In the UK, the Government has proposed a number of core principles for developers and end users: AI must be used safely, be technically secure and function as designed; there must be appropriate transparency, an identified legal person responsible for the AI, and its use must comply with guidance – yet to be defined – from regulators. As part of its National AI Strategy, the Government’s plan is for regulatory bodies assigned to each individual sector to issue specific guidance. Within financial services, the Financial Conduct Authority (FCA) has conducted research and requested comment – a standard approach before draft rules are considered. The body has stated that it has “carried out extensive work to understand AI and consider its regulatory implications, as well as utilising AI methods to identify bad actors.” Other bodies – such as the Medicines and Healthcare products Regulatory Agency (MHRA) – have stated the need for “clear requirements to ensure healthy and productive AI use. Aside from this, little guidance has been put in the hands of enforcement officers.
What is worrying now will soon become alarming. The UK had the highest number of cybercrime victims per million internet users at 4,783 in 2022 – up 40% on 2020 figures. Last year alone, £4bn was lost to cyber fraudsters in the country.

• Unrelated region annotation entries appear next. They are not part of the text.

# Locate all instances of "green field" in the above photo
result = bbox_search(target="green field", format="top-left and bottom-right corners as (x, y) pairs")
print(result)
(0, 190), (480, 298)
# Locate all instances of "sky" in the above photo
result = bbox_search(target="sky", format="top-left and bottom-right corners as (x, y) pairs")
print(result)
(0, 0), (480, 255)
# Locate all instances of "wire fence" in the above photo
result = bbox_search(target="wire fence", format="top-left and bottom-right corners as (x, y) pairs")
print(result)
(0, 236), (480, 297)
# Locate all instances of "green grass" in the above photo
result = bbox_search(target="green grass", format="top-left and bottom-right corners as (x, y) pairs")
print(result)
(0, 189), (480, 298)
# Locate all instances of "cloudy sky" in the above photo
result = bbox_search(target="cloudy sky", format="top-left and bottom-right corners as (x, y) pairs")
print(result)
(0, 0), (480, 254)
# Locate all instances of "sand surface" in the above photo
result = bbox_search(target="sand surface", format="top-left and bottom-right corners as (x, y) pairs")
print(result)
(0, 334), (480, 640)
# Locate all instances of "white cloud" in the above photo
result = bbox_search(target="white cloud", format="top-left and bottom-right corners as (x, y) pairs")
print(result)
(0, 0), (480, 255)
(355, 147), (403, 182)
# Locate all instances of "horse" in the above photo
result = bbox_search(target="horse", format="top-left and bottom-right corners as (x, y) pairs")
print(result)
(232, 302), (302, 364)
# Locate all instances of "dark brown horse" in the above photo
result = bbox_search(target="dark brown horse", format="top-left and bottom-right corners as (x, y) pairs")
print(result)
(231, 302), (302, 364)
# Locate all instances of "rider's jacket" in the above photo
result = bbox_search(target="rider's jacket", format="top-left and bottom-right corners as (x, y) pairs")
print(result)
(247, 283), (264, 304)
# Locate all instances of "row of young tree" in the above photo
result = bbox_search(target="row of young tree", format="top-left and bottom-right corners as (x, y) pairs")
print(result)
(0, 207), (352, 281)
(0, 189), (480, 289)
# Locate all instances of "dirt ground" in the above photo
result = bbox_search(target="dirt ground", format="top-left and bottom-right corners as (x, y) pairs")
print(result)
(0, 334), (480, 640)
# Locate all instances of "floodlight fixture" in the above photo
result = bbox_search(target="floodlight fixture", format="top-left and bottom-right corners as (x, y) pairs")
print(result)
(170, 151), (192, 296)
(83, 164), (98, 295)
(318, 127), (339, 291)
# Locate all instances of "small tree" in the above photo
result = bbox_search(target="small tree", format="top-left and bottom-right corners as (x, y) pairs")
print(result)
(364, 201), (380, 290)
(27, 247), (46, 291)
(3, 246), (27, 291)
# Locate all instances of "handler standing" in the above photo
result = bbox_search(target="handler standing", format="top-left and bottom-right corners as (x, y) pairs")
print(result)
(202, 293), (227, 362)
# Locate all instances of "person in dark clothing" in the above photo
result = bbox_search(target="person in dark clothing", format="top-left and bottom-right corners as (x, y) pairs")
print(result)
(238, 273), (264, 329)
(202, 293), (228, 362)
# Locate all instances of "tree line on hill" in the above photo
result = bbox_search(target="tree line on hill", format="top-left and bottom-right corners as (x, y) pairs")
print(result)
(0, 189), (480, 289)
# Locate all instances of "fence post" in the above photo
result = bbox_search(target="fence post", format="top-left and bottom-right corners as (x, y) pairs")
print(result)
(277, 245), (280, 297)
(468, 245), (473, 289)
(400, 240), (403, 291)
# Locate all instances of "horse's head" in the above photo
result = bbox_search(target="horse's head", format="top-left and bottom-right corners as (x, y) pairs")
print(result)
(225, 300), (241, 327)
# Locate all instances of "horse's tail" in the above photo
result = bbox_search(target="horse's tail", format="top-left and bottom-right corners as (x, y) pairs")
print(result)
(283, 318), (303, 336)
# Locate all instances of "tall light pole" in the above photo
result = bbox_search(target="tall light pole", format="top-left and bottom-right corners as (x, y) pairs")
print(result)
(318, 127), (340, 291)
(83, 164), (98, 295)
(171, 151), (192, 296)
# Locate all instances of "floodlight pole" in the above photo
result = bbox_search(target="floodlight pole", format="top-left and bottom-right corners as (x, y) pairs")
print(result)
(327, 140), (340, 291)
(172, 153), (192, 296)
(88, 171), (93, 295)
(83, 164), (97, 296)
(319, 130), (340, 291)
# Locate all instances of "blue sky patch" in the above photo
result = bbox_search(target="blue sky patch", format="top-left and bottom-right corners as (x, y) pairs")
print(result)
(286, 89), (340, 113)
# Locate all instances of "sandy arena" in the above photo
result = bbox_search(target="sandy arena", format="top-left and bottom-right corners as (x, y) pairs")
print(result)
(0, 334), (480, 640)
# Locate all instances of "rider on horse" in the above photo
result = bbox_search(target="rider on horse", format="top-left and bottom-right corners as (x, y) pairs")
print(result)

For CTSI, continual engagement with the police and national fraud agencies is paramount. According to Hart, social media platforms should be held responsible for illegitimate actors as well as providing enforcers with open lines of communication to consumers in order to warn of the risks and issue best practice advice. She adds that consumers must take responsibility when the threat of fraud arises. “As consumers, we’re so busy and we just want to get where we’re going online as quickly as possible. Consumers need to have a little bit of responsibility too,” she says.